Das kann in sonnenarmen Wintern gerade bei den Senioren für etwas Verwirrung sorgen, sodass sie – da es ja draußen schon dunkel ist – auch mal nachmittags um 16 Uhr vehement ihr Abendessen einfordern. Diskutieren Sie nicht mit Ihrem alten Pferd. Glauben Sie mir – es bringt nichts. Wenn der Senior an einem Winternachmittag um 16 Uhr sein Abendessen will, dann geben Sie ihm ein paar Handvoll, das wird ihn beruhigen. Und abends wird er sich noch mal riesig freuen, wenn es seiner Ansicht nach eine Extraportion gibt.

Die Seniorenresidenz

Pferde sind Herdentiere. Die Herde bietet ihnen Sicherheit für Körper und Geist. Wohlgemerkt gilt dies nur für eine natürlich gewachsene Generationenherde, die es fast in keinem Stall mehr gibt.

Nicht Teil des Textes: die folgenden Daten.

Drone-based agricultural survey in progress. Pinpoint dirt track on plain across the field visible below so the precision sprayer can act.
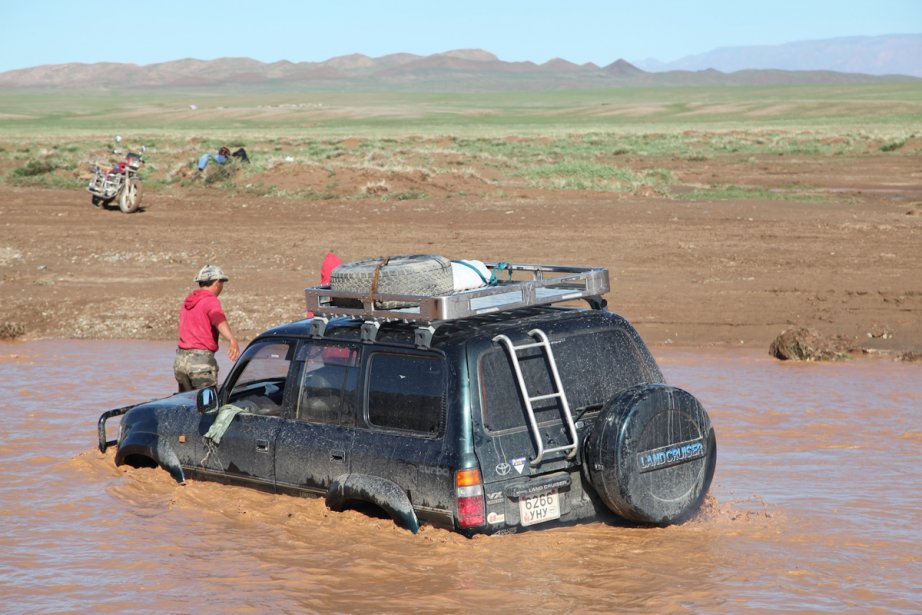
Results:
[0,153,922,354]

Daher kann das Herdenleben mit all seinen Rangeleien für ein älteres Pferd auch schnell stressig werden. Insbesondere wenn neue, jüngere Pferde in die Herde kommen, die sich ihren Platz erst erarbeiten müssen. Dem Senior werden sie überlegen sein und notfalls ihre Wut, es nicht weiter nach oben geschafft zu haben, am Senior auslassen, der sich jetzt nicht mehr so wehren kann wie noch zu seinen Jugendzeiten.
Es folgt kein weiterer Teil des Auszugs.